In algebraic geometry, Procesi bundles are vector bundles of rank $n!$ on certain symplectic resolutions of quotient singularities, particularly on the Hilbert scheme of $n$ points in the complex plane. They play a fundamental role in geometric representation theory and were crucial in Mark Haiman's proof of the n! theorem and Macdonald positivity conjecture, and were named after Italian mathematician Claudio Procesi.
== Definition ==
Let $H_n = \text{Hilb}^n(\mathbb{C}^2)$ denote the Hilbert scheme of n points in the complex plane $\mathbb{C}^2$, which provides a resolution of singularities of the quotient $(\mathbb{C}^2)^n/S_n$, where $S_n$ is the symmetric group of degree $n$. A Procesi bundle $\mathcal{P}$ on $H_n$ is a $\mathbb{C}^{\times}$-equivariant vector bundle of rank $n!$ together with an isomorphism $\text{End}(\mathcal{P}) \cong \mathbb{C}[x,y]\#S_n$ (where $\mathbb{C}[x,y]\#S_n$ is the smash product algebra) of $\mathbb{C}[V]^{S_n}$-algebras, such that $\text{Ext}^i(\mathcal{P},\mathcal{P}) = 0$ for all $i > 0$. The isomorphism ensures that each fiber of $\mathcal{P}$ is naturally the regular representation of $S_n$.

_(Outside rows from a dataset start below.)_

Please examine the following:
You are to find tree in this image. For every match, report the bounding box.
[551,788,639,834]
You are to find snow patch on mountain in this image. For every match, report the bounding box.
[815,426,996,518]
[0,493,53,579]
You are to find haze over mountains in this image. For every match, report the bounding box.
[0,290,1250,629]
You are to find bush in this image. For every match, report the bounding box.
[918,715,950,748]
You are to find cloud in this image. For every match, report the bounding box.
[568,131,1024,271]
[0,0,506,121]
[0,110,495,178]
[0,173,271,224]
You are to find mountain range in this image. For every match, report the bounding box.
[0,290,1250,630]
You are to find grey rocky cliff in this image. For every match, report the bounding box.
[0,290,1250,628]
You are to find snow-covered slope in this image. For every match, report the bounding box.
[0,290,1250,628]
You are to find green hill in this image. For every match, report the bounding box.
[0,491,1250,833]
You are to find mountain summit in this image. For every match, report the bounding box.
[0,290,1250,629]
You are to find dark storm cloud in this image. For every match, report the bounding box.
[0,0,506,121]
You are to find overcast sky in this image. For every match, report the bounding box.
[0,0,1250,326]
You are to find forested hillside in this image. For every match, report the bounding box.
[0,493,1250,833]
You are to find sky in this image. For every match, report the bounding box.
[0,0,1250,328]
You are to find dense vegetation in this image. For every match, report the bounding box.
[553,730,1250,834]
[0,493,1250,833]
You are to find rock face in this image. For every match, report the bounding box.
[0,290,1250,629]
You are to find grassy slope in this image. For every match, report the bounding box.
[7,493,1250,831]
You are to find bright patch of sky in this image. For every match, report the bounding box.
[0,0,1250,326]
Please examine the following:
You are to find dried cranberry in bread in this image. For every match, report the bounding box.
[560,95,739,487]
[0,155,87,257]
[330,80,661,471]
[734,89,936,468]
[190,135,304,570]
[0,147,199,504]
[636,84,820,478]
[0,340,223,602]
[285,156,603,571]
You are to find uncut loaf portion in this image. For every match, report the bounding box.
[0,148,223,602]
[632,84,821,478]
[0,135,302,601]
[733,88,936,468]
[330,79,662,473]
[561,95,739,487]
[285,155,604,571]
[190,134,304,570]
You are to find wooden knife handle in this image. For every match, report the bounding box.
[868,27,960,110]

More generally, for a finite subgroup $\Gamma \subset \text{SL}_2(\mathbb{C})$ and its wreath product $\Gamma_n = S_n \ltimes \Gamma^n$, Procesi bundles can be defined on symplectic resolutions of $\mathbb{C}^{2n}/\Gamma_n$.

== Properties ==
Procesi bundles provide a derived McKay equivalence between the derived category of coherent sheaves on $H_n$ and the derived category of $S_n$-equivariant modules over $\mathbb{C}[x,y]$. For one distinguished Procesi bundle $\mathcal{P}$, the $\Gamma_{n-1}$-invariants $\mathcal{P}^{S_{n-1}}$ coincide with the tautological bundle on $H_n$. On any symplectic resolution of $\mathbb{C}^{2n}/\Gamma_n$, there are exactly two normalized (meaning $\mathcal{P}^{S_n} \cong \mathcal{O}$) Procesi bundles which are dual to each other.
== History and constructions ==
The first construction of a Procesi bundle was given by American mathematician Mark Haiman in his proof of the n! theorem, using intricate combinatorial methods. Alternative constructions were later developed by Roman Bezrukavnikov and Dmitry Kaledin using quantization in positive characteristic, and by Victor Ginzburg using D-modules and the Hotta-Kashiwara construction.

Belarusian-American mathematician Ivan Losev provided significant further developments in the theory of Procesi bundles, including a complete classification of Procesi bundles on Hamiltonian reductions, and an inductive construction showing how Procesi bundles relate to nested Hilbert schemes. His work established that there are exactly two normalized Procesi bundles on any given symplectic resolution obtained by Hamiltonian reduction.

As a result of their use in the proof of the n! theorem, Procesi bundles have also found important applications in the proof of the Macdonald positivity conjecture, the study of rational Cherednik algebras and their representations, and understanding derived equivalences for symplectic quotient singularities.